Collecting goroutines is important. It's simply systematically sane. Letting goroutines spin off into the distance with no supervision is extremely likely to represent either a resource leak, a missing error handle path, or an outright logic bug.
There's been a litany [1][2] of blogs about this recently, if anyone doesn't consider this self-evident.
- [1] https://dave.cheney.net/2016/12/22/never-start-a-goroutine-without-knowing-how-it-will-stop
- [2] https://rakyll.org/leakingctx/
In a dream world, we might have Erlang-style supervisor trees so this can all be done with less boilerplate. It's almost even possible to do this as a library in go!
And that's what go-sup is. Supervisor trees as a library.
Quitting is still "cooperative" -- code must be well behaved, and respond to the quit in a reasonable time.

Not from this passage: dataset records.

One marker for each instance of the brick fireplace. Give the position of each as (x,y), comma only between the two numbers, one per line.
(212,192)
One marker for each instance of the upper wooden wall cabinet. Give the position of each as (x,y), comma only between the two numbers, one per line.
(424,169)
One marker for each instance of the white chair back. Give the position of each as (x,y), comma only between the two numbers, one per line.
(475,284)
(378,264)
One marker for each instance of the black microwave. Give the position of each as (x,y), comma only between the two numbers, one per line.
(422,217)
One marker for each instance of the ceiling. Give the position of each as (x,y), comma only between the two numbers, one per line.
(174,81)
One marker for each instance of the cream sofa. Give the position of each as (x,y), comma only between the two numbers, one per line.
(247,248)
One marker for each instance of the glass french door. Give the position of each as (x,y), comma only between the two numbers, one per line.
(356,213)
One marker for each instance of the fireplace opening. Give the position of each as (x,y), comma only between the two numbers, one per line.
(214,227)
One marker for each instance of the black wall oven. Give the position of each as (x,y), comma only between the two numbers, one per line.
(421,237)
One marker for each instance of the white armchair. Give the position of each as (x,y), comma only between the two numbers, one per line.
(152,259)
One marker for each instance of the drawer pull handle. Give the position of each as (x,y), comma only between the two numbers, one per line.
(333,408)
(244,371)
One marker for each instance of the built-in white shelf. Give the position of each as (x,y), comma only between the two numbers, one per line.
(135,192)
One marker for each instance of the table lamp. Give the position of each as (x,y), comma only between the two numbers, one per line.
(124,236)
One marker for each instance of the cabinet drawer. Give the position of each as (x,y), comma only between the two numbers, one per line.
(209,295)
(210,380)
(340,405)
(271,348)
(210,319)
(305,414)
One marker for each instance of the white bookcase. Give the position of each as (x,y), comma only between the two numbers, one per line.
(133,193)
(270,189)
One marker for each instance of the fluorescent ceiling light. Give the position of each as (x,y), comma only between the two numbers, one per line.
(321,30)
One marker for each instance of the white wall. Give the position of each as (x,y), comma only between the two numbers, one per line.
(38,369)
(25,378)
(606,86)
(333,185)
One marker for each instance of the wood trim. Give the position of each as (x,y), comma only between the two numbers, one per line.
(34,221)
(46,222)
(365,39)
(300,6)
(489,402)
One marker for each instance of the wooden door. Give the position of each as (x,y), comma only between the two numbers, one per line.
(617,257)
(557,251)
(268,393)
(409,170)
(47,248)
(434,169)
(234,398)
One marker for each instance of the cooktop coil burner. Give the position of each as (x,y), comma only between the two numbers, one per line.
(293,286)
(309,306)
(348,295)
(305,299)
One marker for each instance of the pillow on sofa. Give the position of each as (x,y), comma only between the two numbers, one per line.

In most situations, well-behaved code is not terribly complicated to write. However, blocking IO often still presents a bit of an issue. Any supervisor of a goroutine that may be IO-blocked may itself be indefinitely stuck, and so on up-tree. Typically this can at least be salved by using timeouts to minimize the worst case for block times.
go-sup will issue warnings messages (the function for this is configurable -- the default is printing to stderr) for tasks that do not return within a reasonable time (2 seconds).